Lit Geek’s current take on (unhappy) relationships

21 Jun

All of my consistent readers know that I typically don’t steer my posts toward opinion, relationships, dating, advice, society, feelings or really anything even remotely connected to these topics. Well I suppose there is a first time for everything.

I have to say that I can no longer comprehend individuals who remain in unhealthy, unhappy relationships. Trust me, I’ve been there…and pretty deep too. Sometimes people don’t feel as though they have other options. Or maybe they become too accustomed to the way things already are in their relationships.

Everyone knows one of those couples. They fight over everything, solve nothing and just make up, only to begin the cycle again. Sometimes agreeing to disagree needs to give way to compromise.
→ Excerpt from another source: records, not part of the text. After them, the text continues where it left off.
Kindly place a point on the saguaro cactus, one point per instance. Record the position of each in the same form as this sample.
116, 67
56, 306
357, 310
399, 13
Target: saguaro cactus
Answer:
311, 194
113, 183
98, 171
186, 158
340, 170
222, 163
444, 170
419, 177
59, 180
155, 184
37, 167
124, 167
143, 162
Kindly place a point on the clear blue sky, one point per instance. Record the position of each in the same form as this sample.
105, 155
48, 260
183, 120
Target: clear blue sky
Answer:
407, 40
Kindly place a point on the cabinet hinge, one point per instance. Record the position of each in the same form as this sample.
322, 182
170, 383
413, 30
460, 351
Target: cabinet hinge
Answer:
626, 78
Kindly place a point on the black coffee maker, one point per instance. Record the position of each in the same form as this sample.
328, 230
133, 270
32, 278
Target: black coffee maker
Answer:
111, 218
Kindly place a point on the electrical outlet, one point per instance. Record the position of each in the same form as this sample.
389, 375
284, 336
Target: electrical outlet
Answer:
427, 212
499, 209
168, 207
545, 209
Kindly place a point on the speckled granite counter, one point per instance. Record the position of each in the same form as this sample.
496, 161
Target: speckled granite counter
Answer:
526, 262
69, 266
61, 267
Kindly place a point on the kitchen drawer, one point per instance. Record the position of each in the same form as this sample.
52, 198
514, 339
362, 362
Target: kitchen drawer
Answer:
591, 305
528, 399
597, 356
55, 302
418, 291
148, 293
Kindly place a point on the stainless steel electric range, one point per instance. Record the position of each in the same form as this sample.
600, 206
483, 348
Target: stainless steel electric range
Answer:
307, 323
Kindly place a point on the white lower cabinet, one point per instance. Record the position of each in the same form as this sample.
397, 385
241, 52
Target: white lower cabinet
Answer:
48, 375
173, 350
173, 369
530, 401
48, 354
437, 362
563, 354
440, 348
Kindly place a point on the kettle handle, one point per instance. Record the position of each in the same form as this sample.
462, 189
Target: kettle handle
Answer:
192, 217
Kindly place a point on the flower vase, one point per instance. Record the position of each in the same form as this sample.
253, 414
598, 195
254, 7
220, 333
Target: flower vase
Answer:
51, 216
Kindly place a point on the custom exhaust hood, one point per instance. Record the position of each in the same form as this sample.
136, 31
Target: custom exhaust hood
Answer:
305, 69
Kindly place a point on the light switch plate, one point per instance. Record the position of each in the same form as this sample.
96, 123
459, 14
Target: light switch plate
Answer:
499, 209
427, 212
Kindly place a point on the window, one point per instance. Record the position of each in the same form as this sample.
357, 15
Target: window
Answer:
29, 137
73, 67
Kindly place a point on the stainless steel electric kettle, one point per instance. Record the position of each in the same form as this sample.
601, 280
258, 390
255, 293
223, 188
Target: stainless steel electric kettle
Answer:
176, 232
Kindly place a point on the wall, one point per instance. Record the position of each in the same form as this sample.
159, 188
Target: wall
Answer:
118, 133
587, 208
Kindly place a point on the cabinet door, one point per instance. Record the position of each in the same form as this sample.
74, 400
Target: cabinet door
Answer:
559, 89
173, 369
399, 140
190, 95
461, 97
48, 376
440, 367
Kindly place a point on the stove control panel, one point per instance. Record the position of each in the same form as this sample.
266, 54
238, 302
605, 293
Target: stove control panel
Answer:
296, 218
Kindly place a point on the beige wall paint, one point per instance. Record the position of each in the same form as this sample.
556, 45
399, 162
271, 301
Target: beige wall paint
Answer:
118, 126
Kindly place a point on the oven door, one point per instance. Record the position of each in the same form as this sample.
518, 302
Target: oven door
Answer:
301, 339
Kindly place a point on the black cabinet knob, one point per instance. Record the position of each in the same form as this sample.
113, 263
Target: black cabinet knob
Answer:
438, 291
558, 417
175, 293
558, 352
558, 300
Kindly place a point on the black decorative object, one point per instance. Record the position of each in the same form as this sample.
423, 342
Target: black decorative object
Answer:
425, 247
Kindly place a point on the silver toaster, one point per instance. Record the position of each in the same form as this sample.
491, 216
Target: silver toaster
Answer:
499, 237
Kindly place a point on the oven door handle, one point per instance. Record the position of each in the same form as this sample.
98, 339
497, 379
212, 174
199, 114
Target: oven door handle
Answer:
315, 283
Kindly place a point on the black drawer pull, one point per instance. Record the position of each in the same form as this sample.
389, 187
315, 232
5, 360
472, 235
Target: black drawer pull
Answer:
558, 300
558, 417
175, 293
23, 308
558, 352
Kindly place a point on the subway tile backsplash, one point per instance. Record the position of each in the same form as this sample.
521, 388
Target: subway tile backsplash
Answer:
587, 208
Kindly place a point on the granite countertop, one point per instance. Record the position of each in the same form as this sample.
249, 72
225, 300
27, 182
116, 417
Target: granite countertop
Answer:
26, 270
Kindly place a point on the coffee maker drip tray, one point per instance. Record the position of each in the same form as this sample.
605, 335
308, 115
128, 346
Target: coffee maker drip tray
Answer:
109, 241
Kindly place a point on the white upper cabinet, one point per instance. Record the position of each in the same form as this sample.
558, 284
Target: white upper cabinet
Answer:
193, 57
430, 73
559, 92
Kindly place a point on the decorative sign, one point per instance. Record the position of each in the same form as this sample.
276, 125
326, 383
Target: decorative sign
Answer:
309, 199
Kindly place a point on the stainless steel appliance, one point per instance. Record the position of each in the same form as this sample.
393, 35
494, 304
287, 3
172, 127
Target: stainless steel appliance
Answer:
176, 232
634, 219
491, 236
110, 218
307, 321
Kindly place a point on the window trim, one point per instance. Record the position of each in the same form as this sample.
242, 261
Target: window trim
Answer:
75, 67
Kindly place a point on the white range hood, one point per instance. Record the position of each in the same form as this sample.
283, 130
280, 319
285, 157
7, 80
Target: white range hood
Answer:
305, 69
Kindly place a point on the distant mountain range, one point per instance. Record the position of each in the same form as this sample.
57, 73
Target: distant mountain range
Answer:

Why would you do this to yourself? (photo courtesy of tearstojoyministries.com)

When a relationships meets a bad end, it might not be a particular individual’s fault; it was just a bad match up. More often than not in this type of situation, the people themselves are great individually, but become strained from a such bad relationships.  OR sometimes, in my opinion, one weak link really can be the issue in the relationship. If one partner is borderline clinically insane, there’s not a great deal the other partner can do about it. Once again… I’m speaking from experience.

Honestly, it can be better to be alone than in one of these relationships. Friends will give advice on how to help better the relationship, but really sometimes it needs to end. If someone smokes, you tell them it causes cancer. If someone drinks everyday, you tell them it’s a problem. If someone eats trans fats (OH NO), you tell them it will clog their arteries. If someone fights with their significant other everyday (and it has been occurring for a long period of time) it is your duty to tell them the obvious.

Ok story time. One time I was in Victoria’s Secret waiting in line for the register when a teenage couple got in line behind me. The boy ( I say boy because he was perhaps 16) began fighting with his girlfriend over her attempted purchase of a $40 bra. She replied to his argument by loudly calculating how much he spends on video games. Please, America, spare the general public. If you are an unhappy couple, just end it so that we can buy overpriced panties and lotions in peace.

An interesting painting entitled "Couples Bliss" by Lina Scarfi. (Courtesy of fineartamerica.com)

All of that being said, I must disclose that some amount of fighting can be expected. But if you happen to doubt your current match up, maybe some time apart can help. Speaking from the perspective of a 20-something, you have all of your life to be annoyed, tied down and stressed out. If you are unhappy make a change. At the very least, have a serious sit-down and discuss that you aren’t happy. If you are with a mature, relationship-worthy individual, he or she will appreciate your concern for the relationship.